Investigations on data from UK, Japan, and Australia indicated that N2 values normally ranges from 0.5 to 6.5 as reported by Thornton and Lambert (2005). However, Thornton and Lambert (2007) showed that the N2 approach is inappropriate and recommended:
that the N2 approach to analysis should be abandoned as inappropriate
that additional ‘before’ and ‘after’ break data should be collected and published
that an alternative conceptual approach, based on failures being due to a combination of factors, needed to be developed.
Thornton and Lambert (2007) suggested reasons for the inappropriateness that as years pass adverse factors based on age (including corrosion) gradually reduce the pressure at which the pipes will fail.

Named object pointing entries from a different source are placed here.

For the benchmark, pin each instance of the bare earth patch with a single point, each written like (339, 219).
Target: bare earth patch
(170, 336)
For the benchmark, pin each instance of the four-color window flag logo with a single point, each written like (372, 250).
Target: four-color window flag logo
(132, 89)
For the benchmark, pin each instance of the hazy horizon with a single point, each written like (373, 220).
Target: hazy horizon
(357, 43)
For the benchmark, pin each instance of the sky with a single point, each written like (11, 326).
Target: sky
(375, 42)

They pointed out that depending upon local factors such as traffic loading, ground movement and low temperatures (which will vary from country to country, and from system to system), at some point in time the maximum operating pressure in the pipes will interact with the adverse factors, and break frequencies will start to increase. This effect can be expected to occur earlier in systems with pressure transients or re-pumping, than in systems supplied by gravity (Thornton, 2003; Thornton and Lambert, 2007). Warren (2005) affirms this in that he indicated that the link between burst frequency and pressure is related more to pressure variation, which may also influence the burst shape factor. From the discussion, it can be seen that the reason as to why mains and/or service connections in some systems show large % reductions in new break frequency with pressure management, but in others the % reduction is only small, can be proposed using this concept.